Cycle Detection + DAG
Consider the case for join commute rule.
(Join A B) <- group 1
(Projection (Join B A) <expressions list>) <- group 2
(Projection (Projection (Join A B) <expressions list>) <expressions list>) <- group 1 may refer itself
After applying the rule twice, the memo table will have self-referential groups. Currently, we detect such self-referential things in optimize group task. Probably there will be better ways to do that.
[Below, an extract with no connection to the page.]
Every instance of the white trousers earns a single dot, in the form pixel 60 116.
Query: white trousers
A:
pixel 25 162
The same applies to DAG / Recursive CTEs -- we did not test if the framework works with DAG but in theory it should support it. We just need to ensure a node in DAG does not get searched twice.
DAG
For DAG, another challenge is to recover the reusable fragments from the optimizer output. The optimizer can give you a DAG output but by iterating through the plan, you cannot know which parts can be reused/materialized. Therefore, we might need to produce some extra information with the plan node output. i.e., a graph-representation with metadata of each node, instead of RelNode
. This also helps the process of inserting the physical collector plan nodes, which is currently a little bit hacky in the implementation.
Memo Table
Obviously, it is not efficient to simply store a mapping from RelNode to the expression id. Cannot imagine how many levels of depths will it require to compute a hash of a tree structure.
Partial Exploration
Each iteration will only be slower because we have to invoke the optimize group tasks before we can find a group to apply the rule. Probably we can keep the task stack across runs to make it faster.
Physical Property + Enforcer Rules
A major missing feature in the optimizer. Need this to support shuffling and sort optimizations.
Pruning
Currently, we have implemented the pruning condition as in the paper, but we did not actually enable it.